Un terzo della popolazione cambogiana vive sotto la linea di povertà, e ci sono pochi posti di lavoro disponibili localmente per gli stimati 300 mila giovani che entrano nel mercato del lavoro ogni anno, condizioni queste su cui cresce lo sfruttamento e da cui traggono vantaggio ditte di reclutamento senza scrupoli .
Il governo cambogiano, in seguito alle denunce dei media che mettevano in mostra gli abusi nei confronti delle donne cambogiane in Malesia, ha annunciato una moratoria per l’invio di lavoratrici domestiche in malesia. Ma Poudyal dice che oltre la sospensione, che sarà temporanea, Phnom Penh ha mostrato pochissimo interesse nell’affrontare il problema.
«Dal nostro punto di vista sembra che il governo voglia promuovere l’emigrazione, ma allo stesso tempo è estremamente riluttante ad estendere le protezioni fondamentali ai suoi lavoratori. Direi che se la Cambogia davvero vuole essere un grande esportatore di manodopera, allora, nel lungo termine, devono risolvere questi problemi.» sostiene Poudyal.

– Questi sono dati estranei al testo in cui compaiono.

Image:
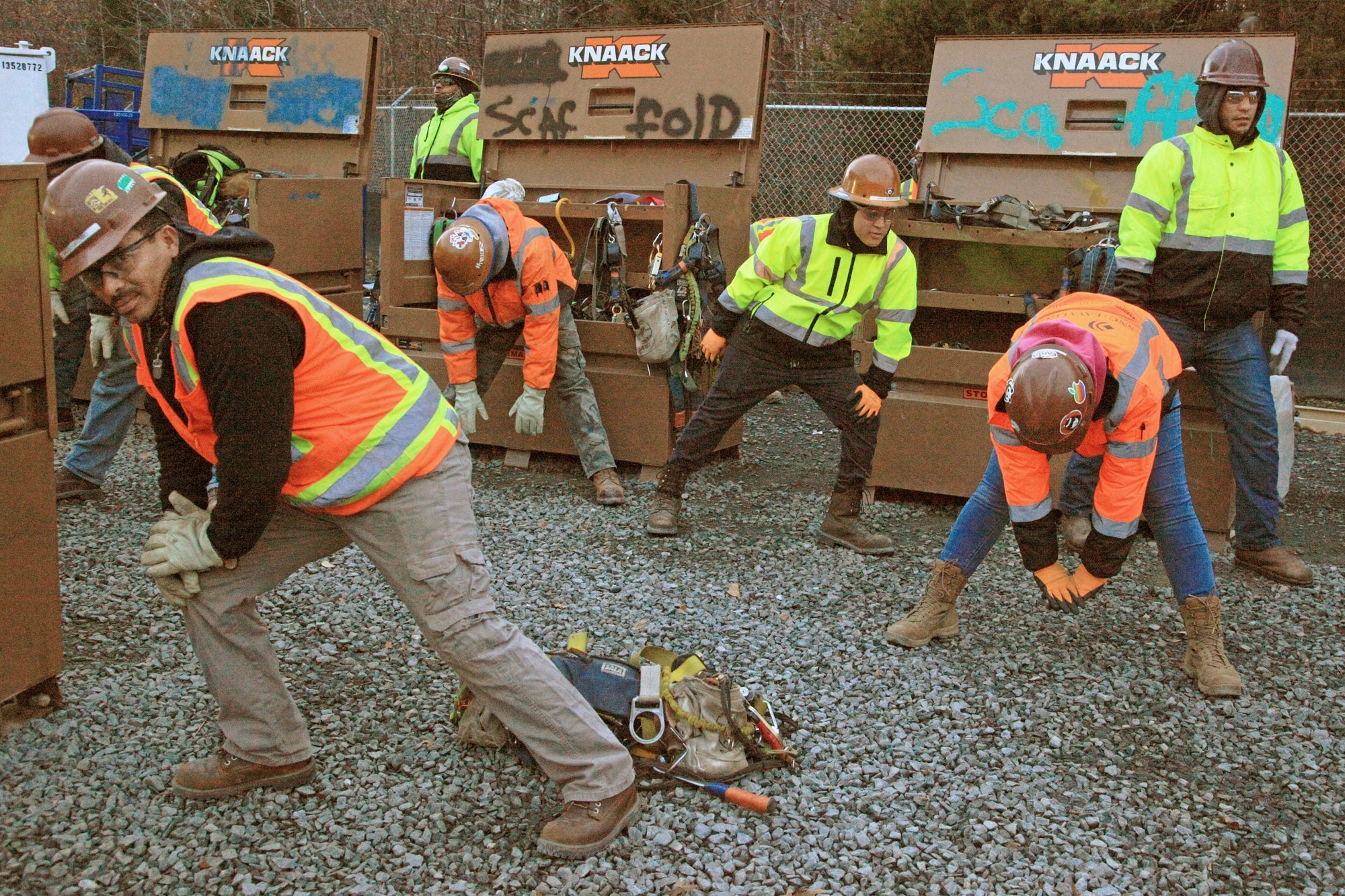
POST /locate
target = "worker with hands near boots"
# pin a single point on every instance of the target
(498, 271)
(1089, 374)
(787, 319)
(323, 434)
(1215, 232)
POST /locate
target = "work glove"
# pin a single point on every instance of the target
(1058, 588)
(529, 409)
(178, 589)
(1282, 350)
(867, 403)
(506, 189)
(59, 310)
(712, 345)
(469, 403)
(1086, 583)
(100, 338)
(178, 542)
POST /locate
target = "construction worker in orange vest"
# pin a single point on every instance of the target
(1089, 374)
(497, 271)
(323, 434)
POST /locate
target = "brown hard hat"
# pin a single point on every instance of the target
(91, 208)
(459, 71)
(1051, 399)
(1234, 64)
(465, 256)
(61, 134)
(871, 181)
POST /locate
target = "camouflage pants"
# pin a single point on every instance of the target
(571, 385)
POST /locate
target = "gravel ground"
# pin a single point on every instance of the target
(1036, 754)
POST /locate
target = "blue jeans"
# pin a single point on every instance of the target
(112, 409)
(1233, 366)
(1182, 541)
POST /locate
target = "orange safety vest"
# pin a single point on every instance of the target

Gli abusi cominciano anche prima dell’arrivo in Malesia. Alcuni recenti perquisizioni nei centri di reclutamento cambogiano hanno rivelato una lunga serie di abusi compreso l’addestramento di ragazzine di 14 anni come domestiche, usando falsi documenti per aggirare i requisiti che chiedono un’età di 21 anni. L’azione del governo è complicata dal fatto che molte ditte di reclutamento sono di proprietà di persone che lavorano nei ministeri del lavoro e dell’interno. HRW chiede al governo di Phnom Penh di incriminare tutte le ditte e gli individui coinvolti negli abusi.
Poudyal dice anche che la Malesia deve rivedere la sua legge sul lavoro che al momento non include i lavoratori domestici. «Chiediamo al governo Malese di rivedere quelle leggi per poter proteggere i lavoratori domestici e rafforzare l’assistenza legale per i lavoratori che sono finiti nel traffico umano, che sono in situazioni di abusi, e poi rivedere essenzialmente il sistema di sponsorizzazione che lega il lavoratore al datore di lavoro. Per esempio se la lavoratrice fugge a causa di abusi, è molto probabile che sarà lei ad essere arrestata o deportata. Due anni fa l’Indonesia vietò i suoi cittadini di lavorare in Malesia dopo le denunce di simili abusi. Quell’azione costrinse la Malesia ad assicurare che ai lavoratori domestici indonesiani fossero garantite la protezioni.»
Ma al momento i cambogiani sono esclusi. HRW sostiene che c’è bisogno di un cambiamento. Sin dal 2008 almeno 40 mila donne e ragazze cambogiane sono state inviate in Malesia come lavoratrici domestiche. Una donna giovane intervistata da HRW ha sostenuto che era costretta a lavorare 22 ore al giorno, che era picchiata e scalciata dal suo datore di lavoro e da sua moglie e che non era stata pagata.
Nessuna delle 28 donne intervistata ha detto di aver ricevuto il salario completo loro promesso, ma di aver ricevuto paghe che erano molto inferiori, mentre alcune non hanno ricevuto nulla.